We Can Fix Our Streets AND Build a Streetcar
It’s not in your head: this winter has been particularly hard on Omaha’s streets.
A city engineer recently said this weather has made for “prime conditions” for creating potholes, and that they are literally everywhere from downtown to out west.
It’s a frequent topic of conversation around town. Omaha Public Works received more than 1,500 complaints about them in February. And it’s a common rebuttal against the streetcar on our social media – folks saying we need to fix our streets first before building a streetcar.
In reality, a streetcar could help prevent issues that cause the need for street repair in the future. Streetcars reduce the number of cars on our streets, shorten commutes, mitigate wear and tear, and have the potential to increase tax revenue (by adding density to our urban core), which can be reinvested in our roads.

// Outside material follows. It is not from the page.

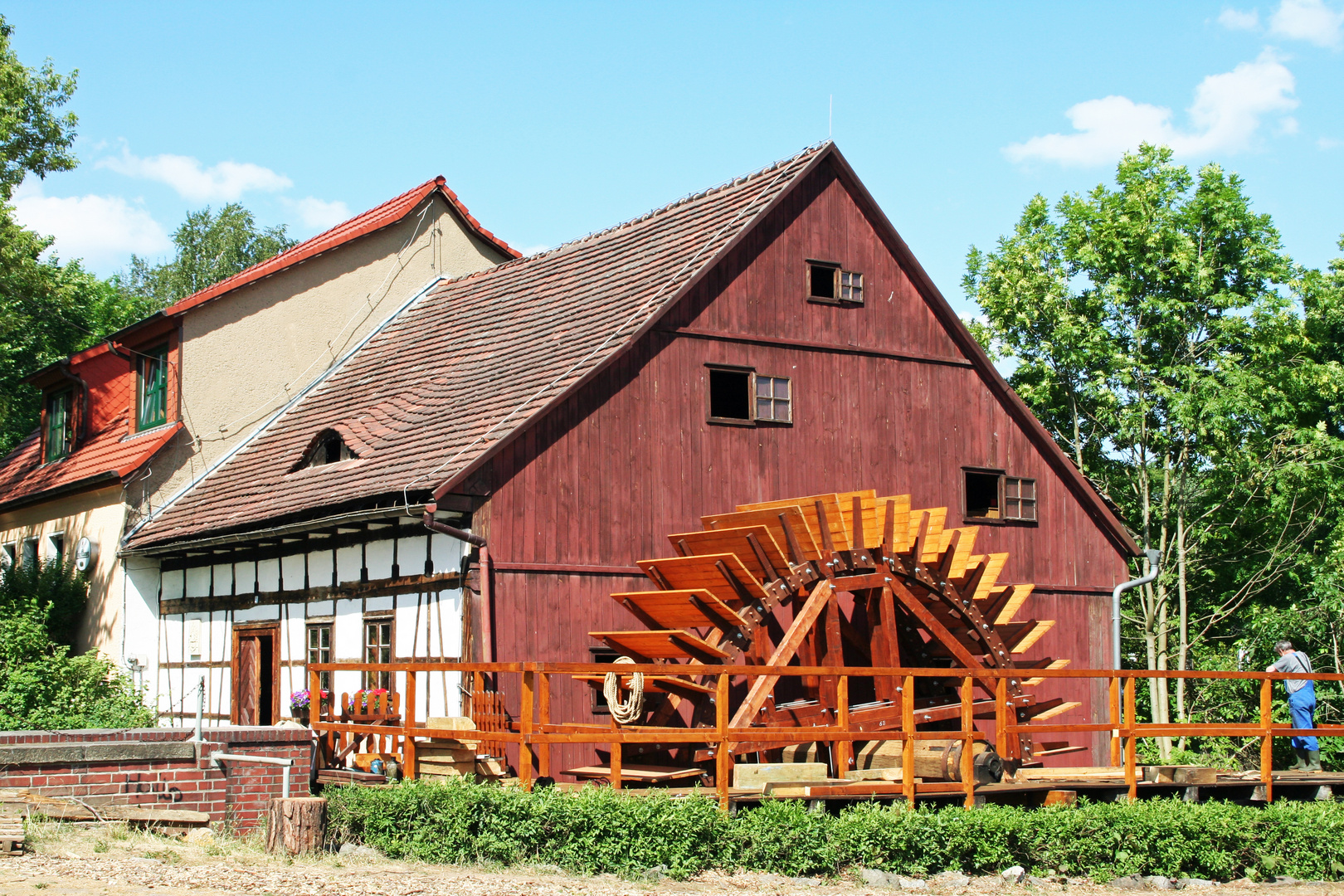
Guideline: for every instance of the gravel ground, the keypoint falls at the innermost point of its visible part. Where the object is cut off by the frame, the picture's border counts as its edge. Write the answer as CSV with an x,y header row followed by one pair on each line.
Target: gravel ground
x,y
106,861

Funding-wise, we can fix our streets AND build a streetcar, it’s not one or the other. The streetcar can be a different type of infrastructure investment – one that can generate its own funding (see section below). This money would not come from the same funding source as regular street maintenance.
The streetcar is a proactive step we can take today.
While corridor leaders are working on a streetcar funding solution that would not require a city-wide tax increase, we want to dispel another common misperception: that the funds used to build the streetcar could instead be allocated to other transportation projects.
It’s true that $170 million is a significant investment in our city. But in order to not use tax money to pay for it, leaders are looking at a self-funding model that is linked to economic development along the corridor.
If the streetcar doesn’t happen, it doesn’t mean that $170 million would be available for other projects. It would mean a lost opportunity.
Omaha hasn’t embarked on a transit-oriented economic development project this large in scale. But it’s worked in Kansas City and other cities, and it can work here.